Group training encompasses many categories. What does cycle offer that’s unique?
MM: Crucially, cycle compliments other workouts so well – especially SPRINT because it's short. Members tight on time can fit it in easily or even on top of a strength workout. LES MILLS SPRINT ticks that extreme HIIT cardio box and then you can move on to a strength or yoga class, so we try to offer a timetable that makes that possible for members.
How do you approach timetabling?
MC: When we launched SPRINT, Marjolein and I were intentional about the time slots we chose so members could piggyback with a BODYPUMP or a different option before or after it.
MM: Making life easier for members makes it easier for us to keep them. Expecting members to show up in the middle of the day for a 30-minute class is a hard sell if there's nothing else before or after. If you can put them together to elevate the member experience, it’s better for everyone.
MC: Morning people are different though, right! Today I had 45 people at 6:15am on Monday – and that’s because they buy into the message and the outcomes. A few of those do a second workout after that. But if you're coming to the gym at 6:15am, before work, you’re going to work hard to justify being there.
Who is coming to SPRINT? Does it attract a particular demographic?
MC: Everybody! We've got high schoolers, baby boomers, millennials. SPRINT attracts a lot of men. But I call our student volleyball players the ‘meat and potatoes’ of the class! They see the type of workout is as important to their training as strength training, their beach training.

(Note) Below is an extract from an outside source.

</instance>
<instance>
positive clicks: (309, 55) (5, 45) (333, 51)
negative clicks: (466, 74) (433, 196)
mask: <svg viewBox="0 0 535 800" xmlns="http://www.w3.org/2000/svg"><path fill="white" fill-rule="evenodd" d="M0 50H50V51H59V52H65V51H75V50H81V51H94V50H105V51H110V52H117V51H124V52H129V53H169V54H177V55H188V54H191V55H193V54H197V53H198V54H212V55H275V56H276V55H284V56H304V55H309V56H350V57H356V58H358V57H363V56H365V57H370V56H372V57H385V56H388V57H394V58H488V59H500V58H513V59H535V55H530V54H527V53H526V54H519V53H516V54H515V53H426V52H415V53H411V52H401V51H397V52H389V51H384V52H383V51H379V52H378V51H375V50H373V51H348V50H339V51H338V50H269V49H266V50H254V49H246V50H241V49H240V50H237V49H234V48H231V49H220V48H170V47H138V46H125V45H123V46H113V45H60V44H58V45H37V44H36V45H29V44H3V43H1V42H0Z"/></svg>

It's for everybody because it's low impact. I have one participant who has had two knee replacements, two shoulder replacements and is still showing up and able to take part. Next to her we have student athletes competing at the highest level of college sport. That’s the power of the workout.
MM: A lot of people still look at group fitness like it's for a certain type of person, and not so much for younger generations. But with SPRINT, it plays right into younger exercisers’ preference for short, powerful workouts. Lots of our young members are in and out, they are time poor, so they want something that hits hard, and is an efficient workout.

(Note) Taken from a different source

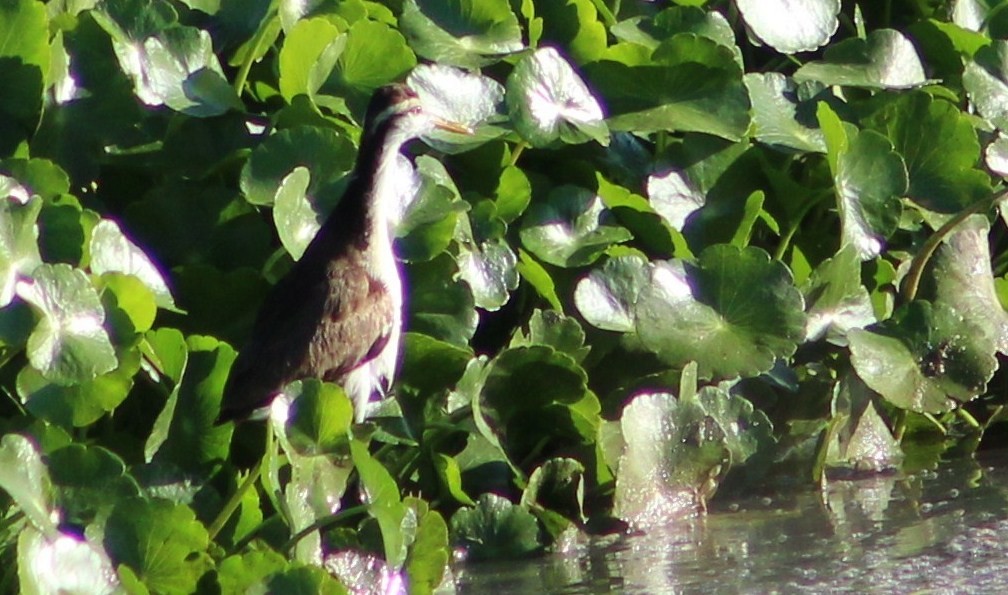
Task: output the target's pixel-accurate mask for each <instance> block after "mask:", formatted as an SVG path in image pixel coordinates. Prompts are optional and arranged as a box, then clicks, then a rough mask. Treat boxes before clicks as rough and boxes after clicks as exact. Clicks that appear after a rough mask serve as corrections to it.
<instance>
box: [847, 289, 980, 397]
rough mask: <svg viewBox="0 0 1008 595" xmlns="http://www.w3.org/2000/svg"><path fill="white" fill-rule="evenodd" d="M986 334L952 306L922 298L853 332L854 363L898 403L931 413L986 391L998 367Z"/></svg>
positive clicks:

How have you managed to attract more males to the studio with this workout?
MC: A lot of it tracks back to how we talk about it, how we train the program, and because they see the results, they feel confident to bring their buddies. I’ve got five men who just keep bringing buddies along. It’s great to watch them show up and be emboldened to try other things in the group fitness room. They’ll take SPRINT and then they’ll try STRENGTH DEVELOPMENT or BODYPUMP.
MM: I think the fact that we offer weightlifting classes like BODYPUMP and STRENGTH DEVELOPMENT attracts more men because they’re lifting and gaining strength, so it really breaks down the barriers around what group fitness looks like.